At the same time, all was not well at Bank of America. Executives increasingly were exasperated by Interpublic's accounting woes-they were an embarrassment for a bank that touted its "higher standards" in its marketing. Moreover, while business results were solid and marketing appeared to be delivering results, there was a feeling that the brand creative was unspectacular. While Interpublic delivered good "nuts-and-bolts" work, BofA "never got great brand creative," said an executive at one BofA agency. "It's not Citibank," the executive said, referring to Fallon Worldwide's distinctive work.
On the surface, the relationship appeared on a solid footing. One executive described a holiday party last year in Manhattan as a "lovefest." But behind the scenes, the bank quietly started putting out feelers.
Then early this year, the bank and Interpublic started negotiating the master contract. BofA had a bold demand: It wanted an exclusivity provision so far-reaching that it would prevent any agency working with the bank from working with any other bank. Mr. Nelson supported the position but Mr. Roth balked. Likely as a rebuke-if not a threat-BofA reduced its notification period to 30 days from 90 days.

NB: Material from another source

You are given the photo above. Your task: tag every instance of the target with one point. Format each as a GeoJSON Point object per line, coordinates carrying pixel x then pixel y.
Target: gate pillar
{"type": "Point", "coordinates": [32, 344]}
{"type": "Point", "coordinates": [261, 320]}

On June 15, Mr. Nelson gave notice he intended to leave; BofA's contacts with Omnicom and WPP picked up. BofA acknowledged the review a little more than a month later; Mr. Nelson revealed he had resigned on "principle" and started taking shots at his longtime employer.
On Aug. 1, Mr. Roth sent out a memo to staff addressing the review. He acknowledged issues had arisen during contract negotiations and the client's desire to reassess its partnerships. But he said Interpublic had lived up to the "higher standards" theme. "However, even in such successful situations, sometimes there are changes that shake things up," the memo said.
In the aftermath, Ms. Bessant no longer reports to bank CEO Kenneth Lewis and some of her responsibilities have been doled out to another executive. A spokeswoman for BofA wouldn't comment on reports of internal discord. She said the move to make Ms. Bessant report to Liam McGee, president-global consumer and small-business banking, was driven by the fact that the unit represents most of the bank's marketing spending. She said the new reporting structure strengthens "the links between the marketing team and the lines of business that are directly serving our customers."
With this upheaval, Interpublic is seen as a long shot-at best-to prevail. Omnicom, which narrowly missed out on this account in 2002, is considered a favorite by industry oddsmakers. But not to be discounted is Martin Sorrell, whose WPP Group has shown itself a fearsome competitor when it comes to holding-company-level reviews.